Rule S6957 crashes on pnpm catalog: version specifiers - TypeError: Invalid comparator: catalog:

Category: Bug

Body:

Environment

• SonarQube Server: 26.3.0
• SonarScanner: 4.3.5
• Node.js: 24.12.0
• Package manager: pnpm 10.19 with workspace catalogs

Description

Rule sonarjs/S6957 crashes during analysis when any package.json in the project uses pnpm’s
Catalogs | pnpm for version specifiers. The crash halts the entire JS/TS analysis.

Reproducer

A package.json with catalog specifiers:
{
“dependencies”: {
“next”: “catalog:”,
“react”: “catalog:”,
“react-dom”: “catalog:”
}
}

The actual versions are defined in pnpm-workspace.yaml:
catalogs:
default:
next: ^16.0.0
react: ^19.0.0
react-dom: ^19.0.0

Error log
[ERROR] ScannerEngine: TypeError: Error while loading rule ‘sonarjs/S6957’: Invalid comparator:
catalog:
[ERROR] ScannerEngine: Occurred while linting /path/to/create-i18n-settings.ts
[ERROR] ScannerEngine: at e.parse (…/bridge-bundle/package/bin/server.cjs:722:52732)
[ERROR] ScannerEngine: at new e (…/bridge-bundle/package/bin/server.cjs:722:52525)
[ERROR] ScannerEngine: at …/bridge-bundle/package/bin/server.cjs:722:48601

The scanner’s semver parser attempts to parse the literal string catalog: as a semver range, which
fails.

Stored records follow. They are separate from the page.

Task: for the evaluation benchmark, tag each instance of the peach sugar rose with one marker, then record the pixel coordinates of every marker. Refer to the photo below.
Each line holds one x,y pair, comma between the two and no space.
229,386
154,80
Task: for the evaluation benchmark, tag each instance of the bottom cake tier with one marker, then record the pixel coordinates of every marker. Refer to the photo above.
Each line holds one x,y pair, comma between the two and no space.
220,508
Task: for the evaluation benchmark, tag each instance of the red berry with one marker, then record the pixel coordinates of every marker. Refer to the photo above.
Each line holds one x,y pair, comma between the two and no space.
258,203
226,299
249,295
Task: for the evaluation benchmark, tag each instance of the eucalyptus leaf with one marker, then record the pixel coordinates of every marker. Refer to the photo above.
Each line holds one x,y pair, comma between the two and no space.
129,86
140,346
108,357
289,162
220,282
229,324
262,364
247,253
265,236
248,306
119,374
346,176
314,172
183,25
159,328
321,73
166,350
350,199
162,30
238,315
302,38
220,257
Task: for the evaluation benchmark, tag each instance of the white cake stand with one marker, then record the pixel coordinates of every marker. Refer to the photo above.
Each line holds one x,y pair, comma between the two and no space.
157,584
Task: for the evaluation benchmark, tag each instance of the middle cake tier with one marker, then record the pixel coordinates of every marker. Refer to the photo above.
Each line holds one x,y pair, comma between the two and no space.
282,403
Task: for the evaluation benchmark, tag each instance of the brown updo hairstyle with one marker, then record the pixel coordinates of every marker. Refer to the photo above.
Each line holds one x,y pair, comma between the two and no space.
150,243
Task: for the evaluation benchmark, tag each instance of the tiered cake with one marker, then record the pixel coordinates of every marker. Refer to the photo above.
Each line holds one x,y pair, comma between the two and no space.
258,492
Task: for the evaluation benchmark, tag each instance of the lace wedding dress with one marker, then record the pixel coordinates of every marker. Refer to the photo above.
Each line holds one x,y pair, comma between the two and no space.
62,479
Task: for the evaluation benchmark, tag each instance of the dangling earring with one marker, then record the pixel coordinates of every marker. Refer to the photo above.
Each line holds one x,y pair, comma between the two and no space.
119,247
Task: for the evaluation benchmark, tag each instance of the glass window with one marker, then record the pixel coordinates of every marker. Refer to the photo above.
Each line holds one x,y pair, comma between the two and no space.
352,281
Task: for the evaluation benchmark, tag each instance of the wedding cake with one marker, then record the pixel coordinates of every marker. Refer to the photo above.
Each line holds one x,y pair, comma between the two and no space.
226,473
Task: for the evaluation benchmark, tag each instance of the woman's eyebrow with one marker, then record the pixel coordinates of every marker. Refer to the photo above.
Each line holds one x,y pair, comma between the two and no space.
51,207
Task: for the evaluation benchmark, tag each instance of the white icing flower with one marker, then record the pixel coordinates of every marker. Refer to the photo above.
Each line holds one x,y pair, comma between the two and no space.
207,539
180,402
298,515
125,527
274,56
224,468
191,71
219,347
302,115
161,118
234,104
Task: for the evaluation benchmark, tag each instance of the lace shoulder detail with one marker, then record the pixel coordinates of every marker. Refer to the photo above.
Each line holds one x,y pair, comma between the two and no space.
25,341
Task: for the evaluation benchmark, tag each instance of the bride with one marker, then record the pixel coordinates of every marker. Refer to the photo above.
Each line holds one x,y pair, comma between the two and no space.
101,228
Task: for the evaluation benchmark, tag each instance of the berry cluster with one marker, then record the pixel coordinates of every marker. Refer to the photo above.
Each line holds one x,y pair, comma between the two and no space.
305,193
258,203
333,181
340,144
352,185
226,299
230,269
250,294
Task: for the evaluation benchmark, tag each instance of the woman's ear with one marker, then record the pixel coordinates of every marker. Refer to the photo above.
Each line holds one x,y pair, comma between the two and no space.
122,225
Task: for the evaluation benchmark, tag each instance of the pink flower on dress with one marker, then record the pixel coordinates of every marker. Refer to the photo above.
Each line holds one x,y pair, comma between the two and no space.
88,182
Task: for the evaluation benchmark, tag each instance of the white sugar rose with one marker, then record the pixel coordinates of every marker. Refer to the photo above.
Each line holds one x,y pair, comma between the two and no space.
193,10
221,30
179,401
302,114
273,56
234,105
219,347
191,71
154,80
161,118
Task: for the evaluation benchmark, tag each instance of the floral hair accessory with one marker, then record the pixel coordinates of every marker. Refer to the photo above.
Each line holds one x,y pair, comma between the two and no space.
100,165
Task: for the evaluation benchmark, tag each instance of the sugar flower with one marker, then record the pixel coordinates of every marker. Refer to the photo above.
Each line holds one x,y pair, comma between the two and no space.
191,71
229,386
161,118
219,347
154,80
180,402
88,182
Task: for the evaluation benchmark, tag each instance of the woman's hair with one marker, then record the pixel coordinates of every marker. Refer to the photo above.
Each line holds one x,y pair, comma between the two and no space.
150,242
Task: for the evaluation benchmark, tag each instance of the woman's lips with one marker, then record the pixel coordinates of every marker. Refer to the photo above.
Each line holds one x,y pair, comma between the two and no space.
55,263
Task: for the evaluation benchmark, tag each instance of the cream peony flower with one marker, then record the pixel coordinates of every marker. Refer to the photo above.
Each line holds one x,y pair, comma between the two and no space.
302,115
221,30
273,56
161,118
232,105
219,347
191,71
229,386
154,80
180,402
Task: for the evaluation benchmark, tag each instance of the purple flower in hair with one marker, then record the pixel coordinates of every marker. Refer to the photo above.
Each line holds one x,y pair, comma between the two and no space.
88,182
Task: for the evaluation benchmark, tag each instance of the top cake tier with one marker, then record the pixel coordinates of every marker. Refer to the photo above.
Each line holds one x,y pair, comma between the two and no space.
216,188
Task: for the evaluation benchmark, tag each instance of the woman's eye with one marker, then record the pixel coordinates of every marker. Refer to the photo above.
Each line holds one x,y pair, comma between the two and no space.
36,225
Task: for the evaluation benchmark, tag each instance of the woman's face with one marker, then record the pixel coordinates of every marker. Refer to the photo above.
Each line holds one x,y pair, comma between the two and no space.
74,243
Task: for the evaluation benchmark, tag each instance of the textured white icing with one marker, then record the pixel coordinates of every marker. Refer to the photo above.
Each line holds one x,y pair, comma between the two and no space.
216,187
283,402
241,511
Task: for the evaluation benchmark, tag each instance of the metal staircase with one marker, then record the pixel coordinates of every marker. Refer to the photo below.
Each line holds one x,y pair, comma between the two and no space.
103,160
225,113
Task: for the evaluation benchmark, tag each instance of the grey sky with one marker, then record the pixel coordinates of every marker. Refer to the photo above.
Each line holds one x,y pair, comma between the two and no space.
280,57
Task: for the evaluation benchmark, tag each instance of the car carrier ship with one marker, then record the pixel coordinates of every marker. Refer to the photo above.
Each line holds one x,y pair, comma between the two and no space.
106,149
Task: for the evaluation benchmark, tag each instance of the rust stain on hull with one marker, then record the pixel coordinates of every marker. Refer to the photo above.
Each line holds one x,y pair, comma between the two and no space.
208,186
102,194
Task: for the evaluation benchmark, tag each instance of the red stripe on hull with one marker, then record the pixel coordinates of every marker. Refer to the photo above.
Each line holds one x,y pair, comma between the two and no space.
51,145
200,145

This causes the full JS/TS analysis to abort.

Expected behavior

S6957 should either resolve catalog: specifiers via pnpm-workspace.yaml, or gracefully skip
dependencies it cannot parse.

Hi @Zac_Clifton, welcome to the community!

Thank you for the report. This is indeed a bug in the analyzer: S6957 can crash when React dependencies use pnpm catalog: version specifiers instead of a semver range.

This is already tracked in this ticket. The fix is completed and will be included in the next version of SonarQube Community Build 26.4.0.

Sorry for the trouble, and thanks for helping us improve the tool.